According to the latest report from the North Dakota Department of Health, two dozen new coronavirus deaths were reported in North Dakota between Tuesday and Wednesday. More deaths were reported in the state on Wednesday than in the entire months of March, April, June or July.
The Department of Health noted a significant delay in reporting the wave of new deaths, noting that six people reported on Wednesday died between four and seven days ago. Eighteen of the deaths reported Wednesday have occurred since the beginning of this week.
In total, 304 people have died from coronavirus-related complications in North Dakota since March, according to the Department of Health. Deaths have increased in North Dakota over the past five weeks, and the state reports 1
The 13 men and 11 women reported dead on Wednesday were from 11 different counties and all had underlying health conditions, according to the health department. Five of the dead were from Morton County, which lies west of the Missouri River from Bismarck. Four deaths occurred in rural Bottineau County, where a nursing home suffered a mass epidemic.
North Dakota also reported 495 new COVID cases on Wednesday, bringing the total of active cases across the state to 3,706.
The huge mid-week death toll comes as the North Dakota health system has experienced a shortage of hospital beds in the past week. As of Tuesday afternoon, there were 39 ICU beds and 245 standard inpatient beds available in the state, according to an internal count from the North Dakota Department of Health. These numbers differ from what the department reports on the state’s COVID-19 public dashboard because the state publicly reports the number of hospital beds authorized, rather than the number of beds managed by medical professionals, according to spokeswoman Nicole Peske.
Compared to last week, the pressure on hospital capacity across the state appears to have eased, with most major hospital systems reporting more inpatient and intensive care beds open Tuesday afternoon. The number of hospitalizations across the state remained stable on Wednesday, with 116 people reported hospitalized due to complications from the coronavirus.

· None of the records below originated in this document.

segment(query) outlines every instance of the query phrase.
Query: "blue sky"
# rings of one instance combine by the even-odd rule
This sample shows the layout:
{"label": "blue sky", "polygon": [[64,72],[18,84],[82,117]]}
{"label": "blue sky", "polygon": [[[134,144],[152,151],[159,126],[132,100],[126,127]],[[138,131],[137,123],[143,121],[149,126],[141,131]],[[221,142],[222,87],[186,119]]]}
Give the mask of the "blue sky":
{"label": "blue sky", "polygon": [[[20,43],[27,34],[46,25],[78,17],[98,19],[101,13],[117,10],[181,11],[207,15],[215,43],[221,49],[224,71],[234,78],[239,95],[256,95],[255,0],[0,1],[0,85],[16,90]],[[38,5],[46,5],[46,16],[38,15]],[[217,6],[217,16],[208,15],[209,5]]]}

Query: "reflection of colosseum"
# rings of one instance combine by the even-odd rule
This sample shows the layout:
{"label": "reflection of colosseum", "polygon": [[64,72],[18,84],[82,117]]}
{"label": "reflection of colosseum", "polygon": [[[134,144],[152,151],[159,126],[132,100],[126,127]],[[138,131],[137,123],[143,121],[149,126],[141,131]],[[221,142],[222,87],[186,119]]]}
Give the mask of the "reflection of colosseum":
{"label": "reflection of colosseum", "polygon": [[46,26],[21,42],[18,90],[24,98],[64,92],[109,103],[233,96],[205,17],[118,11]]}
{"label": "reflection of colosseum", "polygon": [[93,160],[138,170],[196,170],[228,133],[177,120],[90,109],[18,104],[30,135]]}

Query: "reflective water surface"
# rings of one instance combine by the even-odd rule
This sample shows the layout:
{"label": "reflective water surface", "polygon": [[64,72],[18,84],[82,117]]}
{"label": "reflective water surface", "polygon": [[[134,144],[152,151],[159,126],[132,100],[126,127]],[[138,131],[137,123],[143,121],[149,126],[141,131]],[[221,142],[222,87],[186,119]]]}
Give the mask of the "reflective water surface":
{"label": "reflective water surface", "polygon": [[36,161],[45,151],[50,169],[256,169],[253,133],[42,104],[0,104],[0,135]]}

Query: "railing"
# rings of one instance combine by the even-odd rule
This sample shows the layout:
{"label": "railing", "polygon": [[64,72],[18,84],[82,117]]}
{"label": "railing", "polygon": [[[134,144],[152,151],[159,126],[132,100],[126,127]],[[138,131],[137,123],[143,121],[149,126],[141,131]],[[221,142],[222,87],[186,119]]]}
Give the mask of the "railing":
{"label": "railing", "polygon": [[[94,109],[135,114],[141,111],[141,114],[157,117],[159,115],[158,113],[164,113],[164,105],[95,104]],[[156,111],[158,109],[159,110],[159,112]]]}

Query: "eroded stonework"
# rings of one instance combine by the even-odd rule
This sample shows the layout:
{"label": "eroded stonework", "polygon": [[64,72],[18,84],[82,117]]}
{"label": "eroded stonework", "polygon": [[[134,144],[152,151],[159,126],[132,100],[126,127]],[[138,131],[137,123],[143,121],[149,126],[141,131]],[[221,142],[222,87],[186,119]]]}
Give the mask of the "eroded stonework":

But the situation remains tense in some local hotspots. Bismarck, Dickinson, and Minot are all handling particularly heavy patient volumes, leaving only four ICU beds in Bismarck on Tuesday, three in Dickinson and three in Minot. All three health systems also reported inpatient bed shortages, fourteen in Bismarck, four in Dickinson, and one in Minot.
The state’s largest hotspot persists in Burleigh County, where 80 new cases were reported on Wednesday. Burleigh and neighboring Morton County, which includes Bismarck and Mandan, report 883 active cases.
A hot spot in Cass County, which includes Fargo and West Fargo, continues to grow, reporting 134 new cases on Wednesday, more than any other county. Cass is reporting 621 active cases.
Hot spots also persist in some smaller western counties. Sixteen new cases were reported in Stark County, which includes Dickinson, in Tuesday’s report, for 256 active positives in the county. Meanwhile, Williams County, which includes Williston, has 240 active cases and Ward County, which includes Minot, manages 242.
Approximately 7.9% of the 6,260 residents tested as part of the last batch received a positive result and 13.8% of the residents tested for the first time had a positive result.
North Dakota does not report a seven-day moving average for the positivity rate, but Forum News Service calculated that the rate is 7.3% for all residents tested and approximately 13.5% for tests performed on previously untested residents.